1901–1926, you are from the GI Generation. Also known as the “Greatest Generation,” you survived two world wars and the Great Depression. Moral decisions were easy—there was right (e.g., marriage) and wrong (e.g., divorce) —and few deviated from them.

1927–1945, then you are one of the Mature Silents. Your generation witnessed men making lifetime careers with one employer while their wives stayed home and raised the kids. Happy or not, families stayed intact.
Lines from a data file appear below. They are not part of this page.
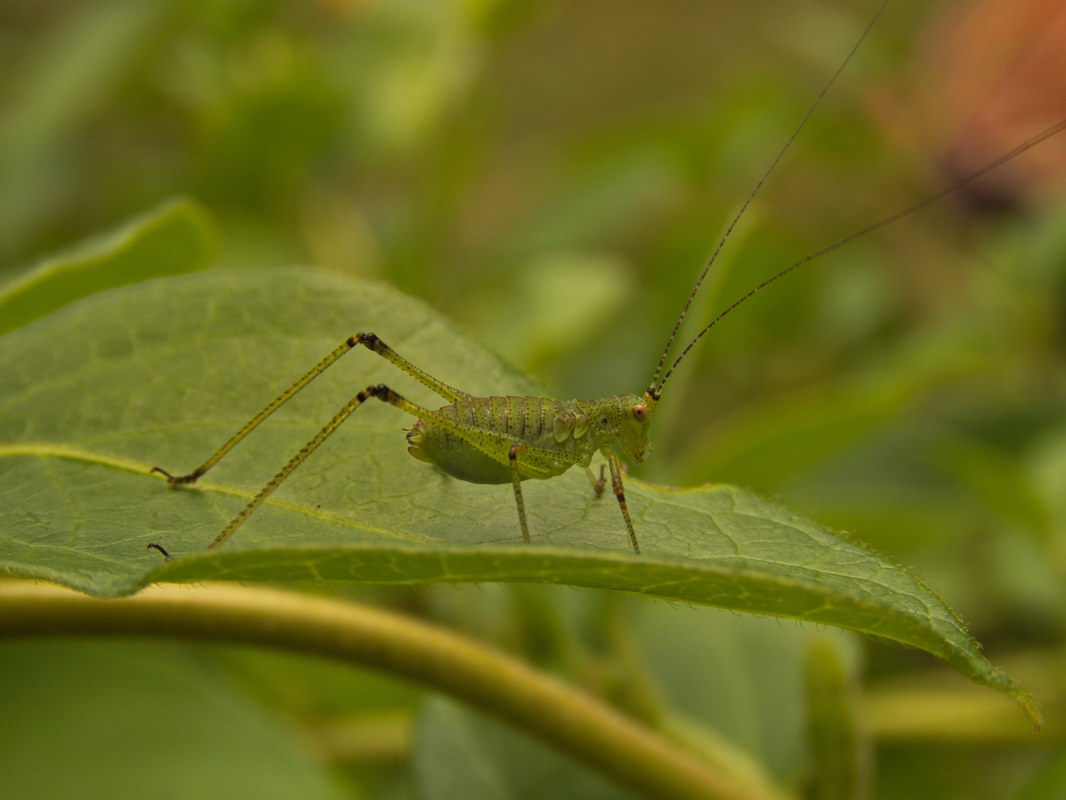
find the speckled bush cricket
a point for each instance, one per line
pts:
(507, 440)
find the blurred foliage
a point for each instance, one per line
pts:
(552, 175)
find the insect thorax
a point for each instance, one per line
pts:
(574, 429)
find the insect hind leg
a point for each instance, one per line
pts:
(381, 392)
(369, 340)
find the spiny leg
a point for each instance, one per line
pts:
(516, 479)
(598, 483)
(295, 461)
(612, 461)
(371, 341)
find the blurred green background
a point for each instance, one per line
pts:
(552, 175)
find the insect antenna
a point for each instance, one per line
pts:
(962, 182)
(656, 386)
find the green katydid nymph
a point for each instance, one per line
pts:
(510, 440)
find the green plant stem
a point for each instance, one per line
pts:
(565, 717)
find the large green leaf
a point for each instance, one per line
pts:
(170, 240)
(162, 372)
(128, 719)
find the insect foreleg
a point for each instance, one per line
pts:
(612, 461)
(370, 341)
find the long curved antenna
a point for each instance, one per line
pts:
(656, 386)
(1046, 133)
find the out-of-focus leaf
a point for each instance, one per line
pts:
(498, 762)
(839, 749)
(135, 721)
(170, 368)
(67, 75)
(173, 239)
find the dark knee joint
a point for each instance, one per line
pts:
(369, 340)
(380, 390)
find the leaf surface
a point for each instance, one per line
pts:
(173, 239)
(163, 372)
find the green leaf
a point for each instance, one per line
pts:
(126, 719)
(162, 372)
(173, 239)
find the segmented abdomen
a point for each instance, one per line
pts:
(530, 420)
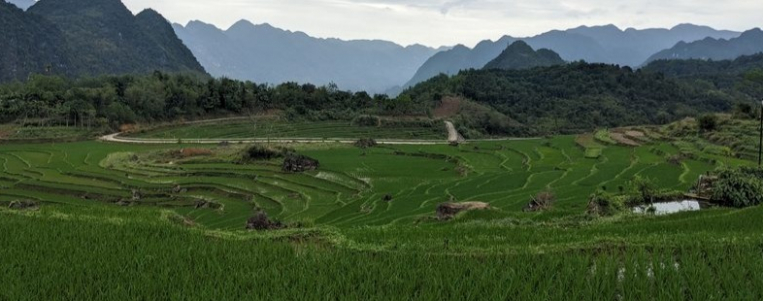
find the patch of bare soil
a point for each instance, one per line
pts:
(446, 211)
(449, 106)
(620, 138)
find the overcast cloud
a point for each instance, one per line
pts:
(450, 22)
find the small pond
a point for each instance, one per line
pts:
(671, 207)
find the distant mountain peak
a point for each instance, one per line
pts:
(748, 43)
(519, 55)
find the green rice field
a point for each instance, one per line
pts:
(428, 130)
(122, 222)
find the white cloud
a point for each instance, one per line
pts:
(449, 22)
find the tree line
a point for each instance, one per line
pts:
(110, 101)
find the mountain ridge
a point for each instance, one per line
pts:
(628, 47)
(294, 56)
(748, 43)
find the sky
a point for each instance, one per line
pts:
(450, 22)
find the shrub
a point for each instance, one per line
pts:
(299, 163)
(739, 187)
(605, 204)
(365, 143)
(644, 188)
(258, 152)
(544, 200)
(707, 123)
(366, 120)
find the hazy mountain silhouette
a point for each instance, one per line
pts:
(519, 55)
(28, 43)
(605, 44)
(265, 54)
(104, 37)
(22, 4)
(750, 42)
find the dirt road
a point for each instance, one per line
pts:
(453, 136)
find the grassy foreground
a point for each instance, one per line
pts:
(104, 253)
(147, 222)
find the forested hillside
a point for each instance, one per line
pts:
(521, 56)
(597, 44)
(267, 54)
(750, 42)
(580, 96)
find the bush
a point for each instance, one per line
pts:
(544, 200)
(707, 123)
(644, 188)
(365, 143)
(258, 152)
(739, 187)
(366, 120)
(605, 204)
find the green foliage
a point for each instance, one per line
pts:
(366, 120)
(580, 97)
(739, 187)
(605, 204)
(707, 123)
(259, 152)
(644, 188)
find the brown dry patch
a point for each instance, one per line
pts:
(191, 152)
(620, 138)
(128, 128)
(586, 140)
(446, 211)
(449, 106)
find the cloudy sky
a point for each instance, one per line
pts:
(450, 22)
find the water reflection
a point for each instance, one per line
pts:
(669, 207)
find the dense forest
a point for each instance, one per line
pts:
(87, 38)
(582, 96)
(111, 101)
(546, 100)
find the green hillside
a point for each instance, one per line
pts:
(88, 38)
(519, 55)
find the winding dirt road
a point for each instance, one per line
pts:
(453, 136)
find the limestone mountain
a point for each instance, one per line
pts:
(602, 44)
(521, 56)
(22, 4)
(86, 38)
(750, 42)
(28, 43)
(266, 54)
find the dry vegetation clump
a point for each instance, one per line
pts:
(446, 211)
(23, 205)
(542, 201)
(622, 139)
(449, 106)
(264, 153)
(190, 152)
(299, 163)
(366, 143)
(261, 222)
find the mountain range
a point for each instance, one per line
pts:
(265, 54)
(748, 43)
(602, 44)
(87, 38)
(519, 55)
(22, 4)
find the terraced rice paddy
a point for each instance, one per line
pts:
(122, 221)
(350, 186)
(284, 129)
1946–1964, you are a baby boomer (aka the “Me Generation”) who embraced television, rock and roll, free love, and credit cards. Yours was the first generation to acknowledge divorce as a broadly acceptable course of action. In fact, Baby Boomers continue to divorce more than any other generation: the divorce rate for 55- to 64-year-olds more than doubled from 1990 to 2012, while divorces of the over-65 crowd tripled.

1965–1980, you are part of Generation X. Your peers were latchkey kids whose often-divorced parents both worked outside the home. But while your parents’ generation was big on divorce, yours is not. About 70 percent of marriages that began in the 1990s reached their 15th anniversary, up from fewer than 65 percent of those that began in the 1970s and 1980s.

1981–2000, you are a millennial. More formally known as Generation Y (although fewer and fewer people are using that term), you were overindulged by your parents and now are criticized as “entitled.” Your marriage rates are the lowest among generations: only 26 percent of you are married. When they were your age, 36 percent of Generation Xers, 48 percent of Baby Boomers, and 65 percent of the Silents were married.

2001- ??, you are Generation Z, aka the “Boomlets.” You’ve never experienced a world without computers or cell phones and prefer technological gadgets to toys. Will you continue the late- or never- to-marry trend, or will you utilize your electronics obsession to improve your odds at marital success? Only time will tell.